Speaking to members of the media this morning, Brett Levy, joint-CEO of Blue Label, said “gone are the days of double-digit growth” for the company.

He noted that despite a complex and challenging operating environment, in which consumers have been significantly affected and SMEs are struggling, the company remains focused on leveraging its digital platforms and large-scale distribution network to transform the lives of ordinary South Africans.

According to Levy, the company has evolved into a “virtual mall” where products and services require no inventory management by merchants.

In a statement, the firm says core headline earnings for the period ended 30 November 2023 amounted to R420 million, equating to core headline earnings of 47.15c per share.

In the comparative period, core headline earnings amounted to R35 million, equating to core headline earnings of 3.94c per share.

It explains that the predominant negative contributions to the November 2022 basic, headline and core headline earnings per share are primarily associated with the Cell C recapitalisation transaction.

Blue Label is the largest shareholder in mobile operator Cell C, which has been experiencing liquidity issues over the years.

Excluding the positive contributions of R65 million in the current period and the negative contributions of R421 million in the prior period, the company points out that core headline earnings declined by R100 million (22%) from R455 million to R355 million and core headline earnings per share declined by 23% from 51.72c per share in the prior period to 39.90c per share.

“This decline in core headline earnings was attributable to a decrease of R119 million in Comm Equipment Company, while the remaining entities within the group increased by R19 million compared to the prior period,” the company says.

It explains that the anticipated decline in CEC’s core headline earnings was a result of a decline in gross profit stemming from increased expenditure related to the distribution agreement, as well as a significant increase in the expected credit loss compared to the previous period.
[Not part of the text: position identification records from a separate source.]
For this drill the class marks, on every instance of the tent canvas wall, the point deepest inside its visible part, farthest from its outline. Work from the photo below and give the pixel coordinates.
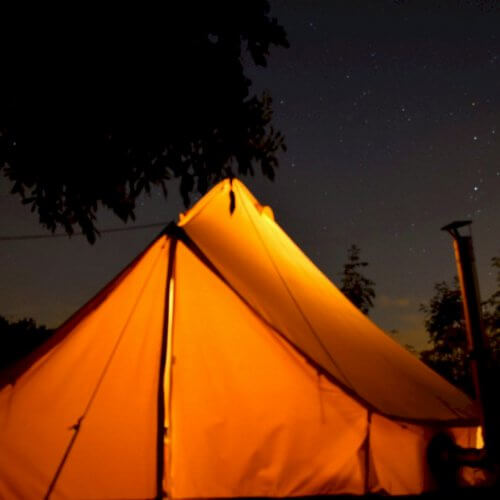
(222, 363)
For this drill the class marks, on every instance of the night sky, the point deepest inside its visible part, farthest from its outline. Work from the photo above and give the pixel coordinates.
(391, 113)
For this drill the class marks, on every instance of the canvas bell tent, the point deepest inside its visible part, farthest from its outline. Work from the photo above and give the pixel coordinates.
(222, 363)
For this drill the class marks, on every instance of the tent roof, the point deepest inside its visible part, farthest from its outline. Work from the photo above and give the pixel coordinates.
(257, 259)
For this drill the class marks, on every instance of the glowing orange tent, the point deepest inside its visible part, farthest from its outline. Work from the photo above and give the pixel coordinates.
(221, 363)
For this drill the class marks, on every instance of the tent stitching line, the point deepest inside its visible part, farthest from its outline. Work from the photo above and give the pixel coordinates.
(77, 426)
(304, 317)
(307, 320)
(198, 253)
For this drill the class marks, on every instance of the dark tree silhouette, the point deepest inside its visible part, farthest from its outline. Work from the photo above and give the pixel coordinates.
(445, 324)
(18, 338)
(356, 287)
(96, 109)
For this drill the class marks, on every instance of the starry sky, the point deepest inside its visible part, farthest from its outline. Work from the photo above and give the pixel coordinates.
(391, 112)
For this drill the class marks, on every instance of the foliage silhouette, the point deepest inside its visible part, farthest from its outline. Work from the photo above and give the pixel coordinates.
(445, 324)
(19, 338)
(356, 287)
(98, 112)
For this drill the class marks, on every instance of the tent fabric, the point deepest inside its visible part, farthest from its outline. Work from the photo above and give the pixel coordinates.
(275, 385)
(105, 371)
(259, 260)
(264, 422)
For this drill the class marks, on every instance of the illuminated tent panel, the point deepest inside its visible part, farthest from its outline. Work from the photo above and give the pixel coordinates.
(288, 290)
(264, 422)
(104, 372)
(273, 383)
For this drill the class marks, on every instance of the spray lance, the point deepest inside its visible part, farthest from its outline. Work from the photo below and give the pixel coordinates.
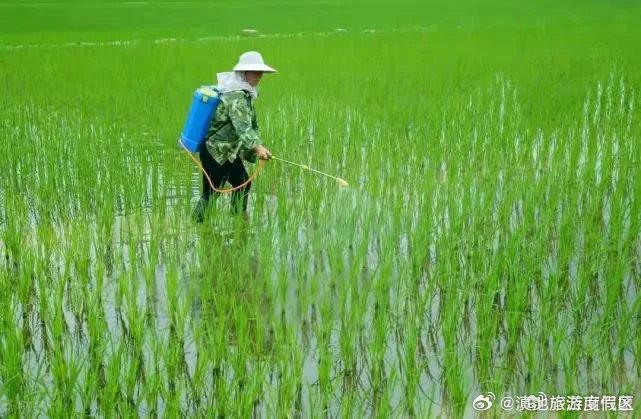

“This increase aligns with the expansion of CEC’s book and the deteriorating macro-economic environment in South Africa, marked by rising interest rates, power outages and a depreciating rand. CEC has increased its ECLs [expected credit losses] in anticipation of heightened future losses, aligning with the approach taken by other consumer lenders.

Earnings per share for the current and prior periods amounted to 45.67c and negative 8.74c, respectively.

It adds that on exclusion of the contributions resulting primarily from the recapitalisation transaction of Cell C from both the current and prior periods, earnings per share declined by 23% to 38.42c per share and headline earnings per share declined by 22% to 38.66c per share.

Gross profit increased by R58 million (4%) from R1.540 billion to R1.598 billion, corresponding to an increase in margins from 15.67% to 21.08%.

This increase in margins can be partially attributed to the growth in “PINless top-ups”, prepaid electricity, ticketing and universal vouchers, where only the gross profit earned thereon is recognised as revenue.

“The group remains vigilant in managing its total overhead costs. Furthermore, load-shedding continues to be a significant challenge faced by our organisation. It has negatively impacted the sale of prepaid electricity, prepaid airtime, starter packs and our call centre operations, all of which are significant revenue streams for the group.”